Als absolute Stimmungskanonen erwiesen sich dabei die Musiker der Gruppe „Underrock“ aus Neuerkerrode, Rockstars mit Behinderungen, die sich stolz „die coolste Band aus Braunschweig“ nennt. Bereits beim Soundcheck rissen die Underrocker ihr Publikum mit. Da gab es kein Halten mehr, der Song „Partyalarm“ musste komplett durchgefetzt werden und sorgte für Begeisterungsstürme an der Abzucht. Später hatte die Band mehrere Auftritte, bot rockige und poppige Stücke dar, aber auch berührende, nachdenkliche Beiträge wie dieErinnerung an das verstorbene Bandmitglied Corinna, die die Conga mit viel Herz spielte – unvergesslich.

Statt Kabarett Satire mit Kotztüten

Als Kabarett waren die Auftritte von Jan Oppermann alias „Graf Jao“ angekündigt worden, doch der unter anderem an Epilepsie leidende Künstler machte klar, dass er seine Beiträge als Satire, nicht als Kabarett, verstanden wissen will. Es ging recht derbe zu, als er seine Erfahrungen mit der Arbeitsagentur schilderte und als Bestandteil eines Erste-Hilfe-Pakets für den Besuch der Behörde eine Kotztüte empfahl.

Satiriker „Graf Jao“. Foto: Hartmann

Satiriker „Graf Jao“. Foto: Hartmann

Ein Herzstück der Show waren die Interviews, die Moderatorin Lea Schauzu mit ihren Gästen führte. Etwa mit Stadtbus-Chefin Anne Sagner, die erzählte, wie sie ihre Busse und Haltestellen für Fahrgäste mit Rollstuhl, Rollator oder Kinderwagen attraktiver gestaltet. Oder mit Viviana Lombardi, die mit ihrem Rolli Bus und Bahn für Reisen zu Konzerten in andere Städten nutzt und aktuell mit dem Stadtbus-Service recht zufrieden ist. Aber mit Kabeltunneln habe sie als Rollifahrerin Riesenprobleme, sagte Lombardi.

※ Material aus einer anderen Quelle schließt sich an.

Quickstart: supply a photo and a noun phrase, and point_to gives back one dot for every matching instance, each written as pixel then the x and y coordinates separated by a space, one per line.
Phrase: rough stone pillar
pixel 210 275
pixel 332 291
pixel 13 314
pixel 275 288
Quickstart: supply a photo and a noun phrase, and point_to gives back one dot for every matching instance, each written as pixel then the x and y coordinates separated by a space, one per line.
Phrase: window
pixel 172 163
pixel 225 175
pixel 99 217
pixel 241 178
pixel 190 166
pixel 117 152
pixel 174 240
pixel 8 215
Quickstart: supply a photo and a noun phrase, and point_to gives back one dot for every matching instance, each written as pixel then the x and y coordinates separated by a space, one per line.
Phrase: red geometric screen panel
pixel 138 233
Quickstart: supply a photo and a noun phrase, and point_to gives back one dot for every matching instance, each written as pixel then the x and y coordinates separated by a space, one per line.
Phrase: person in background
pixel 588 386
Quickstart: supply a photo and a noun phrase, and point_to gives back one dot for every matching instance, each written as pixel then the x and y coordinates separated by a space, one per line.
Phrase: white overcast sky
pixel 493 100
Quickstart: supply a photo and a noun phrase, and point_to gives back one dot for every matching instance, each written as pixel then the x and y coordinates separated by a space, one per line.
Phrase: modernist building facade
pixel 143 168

Die Barriere vor der Bühne

Apropos Barriere: Dass die Bühne nur durch eine Treppe betreten werden kann, sei ein großes Manko, stellte Bürgermeisterin Renate Lucksch in ihrem Grußwort fest. „Da muss noch viel passieren.“

Das Publikum jubelt den Bands zu. Foto: Hartmnann

Das Publikum jubelt den Bands zu. Foto: Hartmnann

Dass zur zweiten Hälfte des Abends der Regen immer stärker wurde, konnte die hartgesottensten Fans nicht abschrecken. Die Gäste spannten Regenschirme auf und erkämpften sich durch lautstarken Applaus von Underrock und von den CaszKings jeweils eine Zugabe.

Wer das Fest verpasst hat oder es noch einmal erleben möchte, für den hat Marcus Wendt von „Filmundton“ eine gute Nachricht: Er hat das rund vierstündige Programm gefilmt und wird nun nach und nach die einzelnen Auftritte auf seinem Youtube-Kanal veröffentlichen.

„Partyalarm!“ – Die Band Underrock aus Neuerkerode rockt auf der Abzucht-Bühne und reißt das Publikum mit. Foto: Hartmann

„Partyalarm!“ – Die Band Underrock aus Neuerkerode rockt auf der Abzucht-Bühne und reißt das Publikum mit. Foto: Hartmann

Die Ergebnisse des Soccer-Turniers

Den ersten Platz beim inklusiven Soccerturnier holte sich die Mannschaft „Team Schmidt“. Zweitplatzierter wurde die BBS 1 Am Stadtgarten. Auf dem dritten Platz landete die Mannschaft des Landkreises Goslar und verwies die Kicker vom Team OBS Deilich Bad Harzburg auf den vierten Platz.

Torschützenkönigin wurde Michelle Meyer von der BBS 1 Am Stadtgarten Goslar, Torschützenkönig wurde Mark Genzik vom Landkreis Goslar. Beide erhielten jeweils einen kleinen Fußballschuh als Auszeichnung für ihre Leistungen.